Many women fill out a lot of paperwork to change their names after marriage.

When my husband Larry and I married more than 25 years ago, I kept my name. I'm a Falion, he's a Savoie; a point of pride, for professional reasons and mostly one tiny effort to preserve and honor a family name in danger of dying out. The other day Larry sent this to me.

It made me smile. I did a little dance. I felt a little vindicated!!

(Reported by CNN from Oprah.com)

Lots of folks have Sunday morning rituals -- church, pancakes, watching football. I turn to the wedding pages.

Every Sunday, I open up The New York Times to check out the wedding announcements.

They call that "the sports section for women," which is annoying, because it presupposes that, because I'm a chick, (a) I don't like sports and (b) I love weddings. To which I say, (a) I know what a hat trick is and (b) wedding invitations are just bills written in calligraphy.

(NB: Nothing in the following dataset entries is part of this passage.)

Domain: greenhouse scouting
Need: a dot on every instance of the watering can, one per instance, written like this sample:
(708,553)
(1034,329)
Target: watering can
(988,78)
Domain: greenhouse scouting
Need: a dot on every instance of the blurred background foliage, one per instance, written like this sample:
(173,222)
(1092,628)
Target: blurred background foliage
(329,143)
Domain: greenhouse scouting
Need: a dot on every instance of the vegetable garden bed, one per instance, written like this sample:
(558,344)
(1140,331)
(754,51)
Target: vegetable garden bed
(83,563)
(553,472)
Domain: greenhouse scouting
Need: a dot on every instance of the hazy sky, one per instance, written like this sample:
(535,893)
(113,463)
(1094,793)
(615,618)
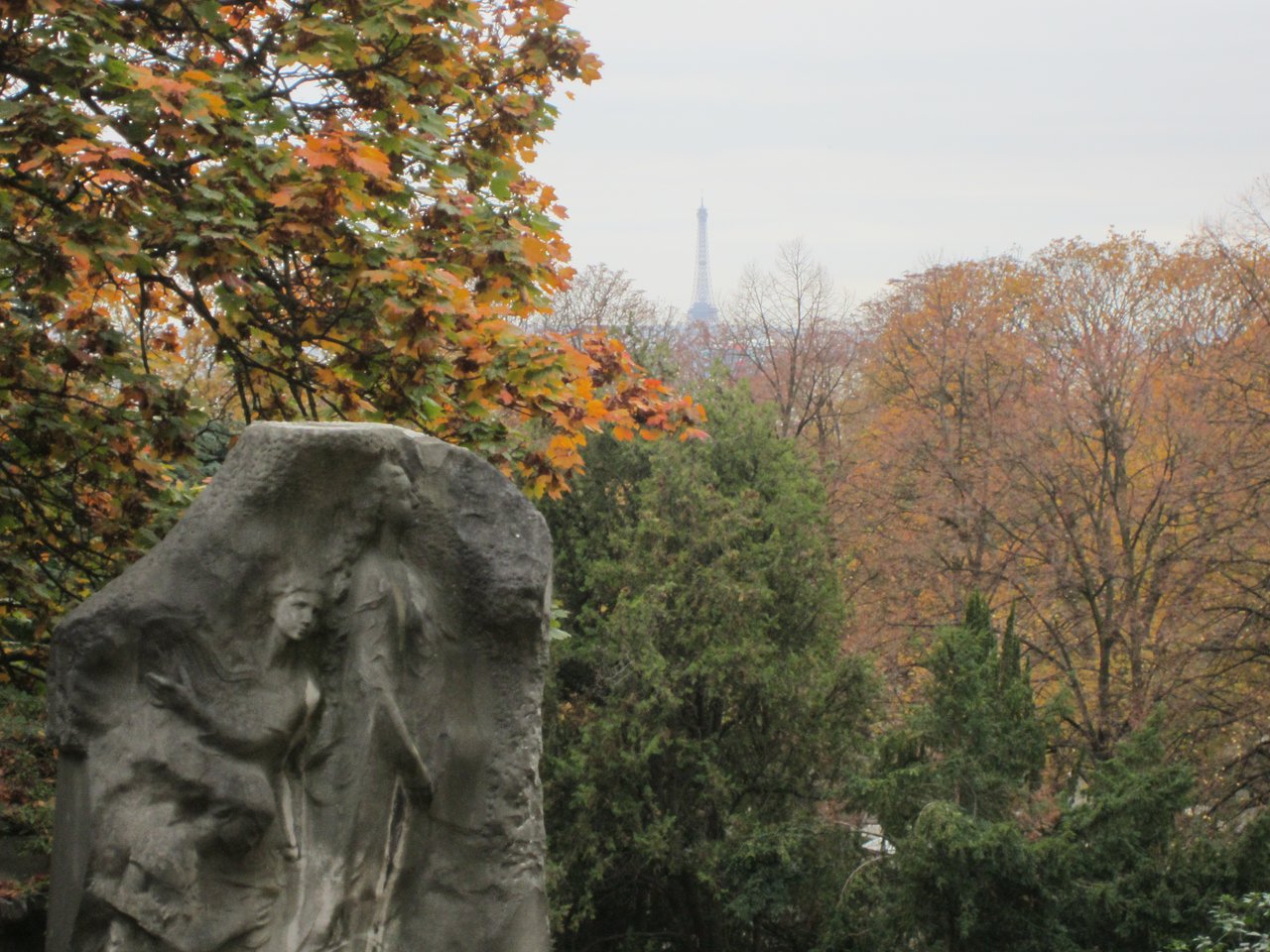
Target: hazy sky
(889,136)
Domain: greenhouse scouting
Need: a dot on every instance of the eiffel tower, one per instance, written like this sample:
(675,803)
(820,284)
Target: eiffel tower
(702,309)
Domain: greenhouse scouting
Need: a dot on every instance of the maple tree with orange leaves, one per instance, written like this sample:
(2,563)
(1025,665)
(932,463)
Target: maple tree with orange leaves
(271,209)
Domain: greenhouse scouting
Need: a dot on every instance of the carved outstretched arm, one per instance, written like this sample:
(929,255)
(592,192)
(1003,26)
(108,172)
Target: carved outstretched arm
(232,734)
(416,772)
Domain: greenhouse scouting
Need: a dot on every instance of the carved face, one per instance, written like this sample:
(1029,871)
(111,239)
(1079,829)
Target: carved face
(295,615)
(398,493)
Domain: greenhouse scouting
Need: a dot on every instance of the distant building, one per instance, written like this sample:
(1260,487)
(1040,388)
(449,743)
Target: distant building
(702,308)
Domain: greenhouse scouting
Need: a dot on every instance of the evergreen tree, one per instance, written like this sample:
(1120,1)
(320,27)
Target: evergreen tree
(702,721)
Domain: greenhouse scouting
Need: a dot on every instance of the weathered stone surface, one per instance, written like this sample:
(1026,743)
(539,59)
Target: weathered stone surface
(308,721)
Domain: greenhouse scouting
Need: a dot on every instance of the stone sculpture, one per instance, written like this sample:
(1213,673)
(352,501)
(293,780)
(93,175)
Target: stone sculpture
(308,721)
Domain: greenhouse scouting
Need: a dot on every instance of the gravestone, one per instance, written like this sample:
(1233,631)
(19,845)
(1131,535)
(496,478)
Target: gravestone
(309,720)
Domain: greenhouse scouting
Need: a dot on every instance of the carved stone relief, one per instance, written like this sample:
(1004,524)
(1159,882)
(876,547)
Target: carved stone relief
(308,721)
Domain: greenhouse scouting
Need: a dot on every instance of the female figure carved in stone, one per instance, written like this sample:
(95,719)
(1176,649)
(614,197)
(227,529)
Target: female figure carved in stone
(375,775)
(217,798)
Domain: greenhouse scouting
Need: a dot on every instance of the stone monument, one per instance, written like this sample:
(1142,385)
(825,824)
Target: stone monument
(309,720)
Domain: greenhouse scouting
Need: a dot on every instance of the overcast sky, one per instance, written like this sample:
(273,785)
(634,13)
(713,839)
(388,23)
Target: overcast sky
(892,135)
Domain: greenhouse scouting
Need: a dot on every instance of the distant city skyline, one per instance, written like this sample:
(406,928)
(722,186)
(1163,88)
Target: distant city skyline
(890,136)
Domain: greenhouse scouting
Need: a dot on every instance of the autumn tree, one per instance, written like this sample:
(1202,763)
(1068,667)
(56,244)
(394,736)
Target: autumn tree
(1055,433)
(601,299)
(322,207)
(922,488)
(788,331)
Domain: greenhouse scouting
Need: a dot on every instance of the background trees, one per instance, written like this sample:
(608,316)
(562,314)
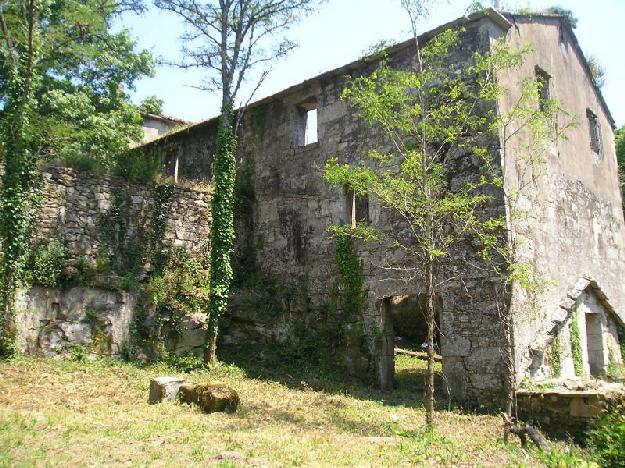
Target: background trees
(62,80)
(227,39)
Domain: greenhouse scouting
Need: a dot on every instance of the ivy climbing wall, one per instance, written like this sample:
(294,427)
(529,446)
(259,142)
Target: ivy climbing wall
(108,256)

No: I check out the wedding announcements because I want to see how many women change their names.

I am freshly gobsmacked every single Sunday morning when I see that about half the women -- mostly under 35, all women with careers, all women who chose to submit their announcement to the putatively liberal New York Times --are electing to give up their identity.

What would Lucy Stone say? She was a 19th-century suffragist who was the first American woman to revert to her birth name after marriage. She even had to chastise one Susan B. Anthony by writing to Suze, "A wife should no more take her husband's name than he should hers." Stone's followers -- women who refused to change their names upon marriage -- were called Stoners.

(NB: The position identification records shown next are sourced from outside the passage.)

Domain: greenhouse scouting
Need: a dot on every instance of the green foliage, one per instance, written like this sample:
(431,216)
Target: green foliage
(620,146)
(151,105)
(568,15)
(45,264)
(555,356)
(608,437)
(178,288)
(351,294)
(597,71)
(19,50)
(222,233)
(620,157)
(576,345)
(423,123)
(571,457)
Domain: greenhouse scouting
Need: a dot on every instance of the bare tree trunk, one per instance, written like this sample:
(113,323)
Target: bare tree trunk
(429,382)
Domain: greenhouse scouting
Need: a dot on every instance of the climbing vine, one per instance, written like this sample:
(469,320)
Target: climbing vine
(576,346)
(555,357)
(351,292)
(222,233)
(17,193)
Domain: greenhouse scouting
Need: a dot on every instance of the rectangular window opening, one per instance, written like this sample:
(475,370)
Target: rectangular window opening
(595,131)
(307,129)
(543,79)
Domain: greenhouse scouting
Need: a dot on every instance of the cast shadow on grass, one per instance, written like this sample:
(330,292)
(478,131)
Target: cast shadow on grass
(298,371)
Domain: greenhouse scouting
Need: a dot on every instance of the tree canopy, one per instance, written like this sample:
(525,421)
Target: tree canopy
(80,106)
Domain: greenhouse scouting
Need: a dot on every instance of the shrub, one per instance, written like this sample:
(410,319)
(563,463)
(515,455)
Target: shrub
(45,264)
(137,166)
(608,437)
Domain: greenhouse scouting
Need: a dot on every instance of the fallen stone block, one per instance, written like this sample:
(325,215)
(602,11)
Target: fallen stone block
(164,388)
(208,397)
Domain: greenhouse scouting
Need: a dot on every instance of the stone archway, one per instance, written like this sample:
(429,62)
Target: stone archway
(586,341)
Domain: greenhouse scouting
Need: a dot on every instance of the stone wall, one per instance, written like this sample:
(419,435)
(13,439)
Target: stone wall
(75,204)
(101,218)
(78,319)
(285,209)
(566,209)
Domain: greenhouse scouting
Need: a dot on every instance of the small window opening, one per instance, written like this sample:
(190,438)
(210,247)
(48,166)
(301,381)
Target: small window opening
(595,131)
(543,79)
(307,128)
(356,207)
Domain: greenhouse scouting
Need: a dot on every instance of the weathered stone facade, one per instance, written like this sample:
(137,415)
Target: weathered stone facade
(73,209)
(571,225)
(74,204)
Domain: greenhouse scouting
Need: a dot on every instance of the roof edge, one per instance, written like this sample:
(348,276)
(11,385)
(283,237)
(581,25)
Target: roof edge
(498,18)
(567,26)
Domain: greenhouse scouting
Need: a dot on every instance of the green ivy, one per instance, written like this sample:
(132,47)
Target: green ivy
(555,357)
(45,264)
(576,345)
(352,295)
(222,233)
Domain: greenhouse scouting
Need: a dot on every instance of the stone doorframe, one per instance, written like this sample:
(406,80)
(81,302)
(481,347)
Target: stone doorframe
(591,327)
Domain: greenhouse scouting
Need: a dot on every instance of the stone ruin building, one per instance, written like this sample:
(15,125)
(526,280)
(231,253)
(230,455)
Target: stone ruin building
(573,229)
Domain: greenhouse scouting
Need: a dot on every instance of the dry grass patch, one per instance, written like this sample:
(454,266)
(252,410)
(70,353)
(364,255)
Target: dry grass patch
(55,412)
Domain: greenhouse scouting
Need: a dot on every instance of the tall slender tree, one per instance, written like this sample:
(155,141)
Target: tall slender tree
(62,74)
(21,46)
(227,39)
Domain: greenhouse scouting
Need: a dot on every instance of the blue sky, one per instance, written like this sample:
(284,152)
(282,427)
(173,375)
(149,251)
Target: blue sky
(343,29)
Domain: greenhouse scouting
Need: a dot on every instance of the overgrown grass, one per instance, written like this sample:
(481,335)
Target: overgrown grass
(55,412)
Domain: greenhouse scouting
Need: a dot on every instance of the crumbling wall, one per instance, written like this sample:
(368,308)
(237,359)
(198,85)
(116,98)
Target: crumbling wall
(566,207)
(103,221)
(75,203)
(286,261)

Today only about 20 percent of American women are Stoners. In other words, 80 percent of women change their identities -- I mean, names -- upon getting married.

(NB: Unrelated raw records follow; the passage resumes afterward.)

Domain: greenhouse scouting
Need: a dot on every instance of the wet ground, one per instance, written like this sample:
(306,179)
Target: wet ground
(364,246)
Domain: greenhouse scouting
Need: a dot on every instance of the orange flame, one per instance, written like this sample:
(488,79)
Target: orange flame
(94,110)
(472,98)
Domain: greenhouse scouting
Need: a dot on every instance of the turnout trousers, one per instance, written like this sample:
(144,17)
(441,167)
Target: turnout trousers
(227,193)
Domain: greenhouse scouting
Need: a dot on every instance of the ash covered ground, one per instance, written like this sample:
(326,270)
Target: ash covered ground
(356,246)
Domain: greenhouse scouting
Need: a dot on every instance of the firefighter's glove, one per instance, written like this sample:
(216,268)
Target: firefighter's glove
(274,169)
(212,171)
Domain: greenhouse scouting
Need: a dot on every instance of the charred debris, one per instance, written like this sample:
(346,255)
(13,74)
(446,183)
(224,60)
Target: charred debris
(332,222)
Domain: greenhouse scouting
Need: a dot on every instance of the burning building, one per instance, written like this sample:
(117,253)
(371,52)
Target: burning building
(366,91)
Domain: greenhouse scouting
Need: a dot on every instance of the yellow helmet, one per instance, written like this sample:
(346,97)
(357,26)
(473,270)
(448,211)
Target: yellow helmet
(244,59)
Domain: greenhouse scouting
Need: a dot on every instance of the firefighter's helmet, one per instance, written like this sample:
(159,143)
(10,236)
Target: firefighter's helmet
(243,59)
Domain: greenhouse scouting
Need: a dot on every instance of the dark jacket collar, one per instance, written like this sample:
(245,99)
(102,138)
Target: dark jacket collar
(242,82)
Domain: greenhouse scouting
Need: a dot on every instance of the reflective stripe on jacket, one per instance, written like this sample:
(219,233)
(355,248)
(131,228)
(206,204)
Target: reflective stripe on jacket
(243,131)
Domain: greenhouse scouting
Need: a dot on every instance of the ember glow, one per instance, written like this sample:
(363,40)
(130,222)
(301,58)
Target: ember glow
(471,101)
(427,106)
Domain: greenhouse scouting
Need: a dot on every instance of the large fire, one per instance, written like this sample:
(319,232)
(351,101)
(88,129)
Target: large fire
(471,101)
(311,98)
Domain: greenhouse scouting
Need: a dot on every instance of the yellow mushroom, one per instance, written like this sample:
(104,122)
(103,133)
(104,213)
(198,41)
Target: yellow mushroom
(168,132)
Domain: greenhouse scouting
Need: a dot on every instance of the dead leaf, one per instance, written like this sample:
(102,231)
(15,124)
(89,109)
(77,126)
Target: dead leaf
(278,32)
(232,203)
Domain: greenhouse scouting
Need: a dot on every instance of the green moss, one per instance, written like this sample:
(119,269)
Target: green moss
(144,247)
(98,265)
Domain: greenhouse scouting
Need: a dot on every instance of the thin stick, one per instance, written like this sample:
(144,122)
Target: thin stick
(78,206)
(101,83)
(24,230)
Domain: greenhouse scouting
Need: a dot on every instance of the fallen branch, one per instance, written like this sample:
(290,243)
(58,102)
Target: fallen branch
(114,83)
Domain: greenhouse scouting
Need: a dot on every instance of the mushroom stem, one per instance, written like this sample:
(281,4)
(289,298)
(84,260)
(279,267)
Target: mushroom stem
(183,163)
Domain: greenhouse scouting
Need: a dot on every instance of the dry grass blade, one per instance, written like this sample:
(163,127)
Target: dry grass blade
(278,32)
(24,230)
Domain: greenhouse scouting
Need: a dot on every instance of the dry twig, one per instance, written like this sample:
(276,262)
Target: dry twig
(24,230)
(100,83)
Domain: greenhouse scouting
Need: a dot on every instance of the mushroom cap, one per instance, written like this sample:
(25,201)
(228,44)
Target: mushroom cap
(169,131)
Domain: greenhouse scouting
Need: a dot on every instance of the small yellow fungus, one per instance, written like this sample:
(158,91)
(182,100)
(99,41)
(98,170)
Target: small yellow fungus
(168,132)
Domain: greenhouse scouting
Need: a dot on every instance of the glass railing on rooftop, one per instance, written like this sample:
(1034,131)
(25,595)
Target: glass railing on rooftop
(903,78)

It makes me wish we were a more progressive country like...Iran. Yes, Iran, where Muslim women keep their names for life. So must women, by law, keep their names in Belgium, France, Italy, the Netherlands, Chile, Malaysia, Korea...I could go on, but I really like the way they do it in Spain.

There, people have two surnames -- their father's and their mother's. When they have a child, she receives the first surname from the father and the second surname is the first surname of the mother, and the parents choose whether the father's or the mother's surname goes first, although this order must be the same for all their children.

If that was a bit confusing, it's just because they use the metric system.

Names are our identity. They matter. Think about it: What does the Witness Protection Program do when they want you to disappear? They make you keep your first name and change your last name. When someone illegally assumes someone else's name, we say an identity's been stolen; when someone legally assumes someone else's name, we say...you're married.

Let's cut through the most platitudinous argument: "A family shares a name." Um, nuh-uh. Did your grandmother have the same last name as you? Was she still your Nana? Conversely, does having the same last name mean you'll always stay a family? Ask the Gibsons or the McCartneys or the McGreeveys or...

What's in a name? You tell me...

• Would you want to lay down seven grand to buy a wedding dress from Vera Becker? (Vera Wang?)

• How about listen to a song from Mariah Cannon, Jennifer Anthony or Barbra Brolin? (Mariah Carey, Jennifer Lopez, Barbra Streisand)

• Read a cover story on Angie Pitt? (Angelina Jolie)

• Netflix an old film with Elizabeth Hilton Wilding Todd Fisher Burton Warner Fortensky? (Elizabeth Taylor, natch)

• Or get your nightly news from Katie Monahan? (Katie Couric)

• Gloria Bale needs her surname like a fish needs a Steinem. (Gloria Steinem)

• And does the name Sonia Noonan suggest an "extraordinary journey"? (Sonia Sotomayor)

By the way, my wedding announcement was in The New York Times. When I submitted it, I wrote, "The groom is keeping his name." The Times did not publish that sentence. I guess they thought it was a typo.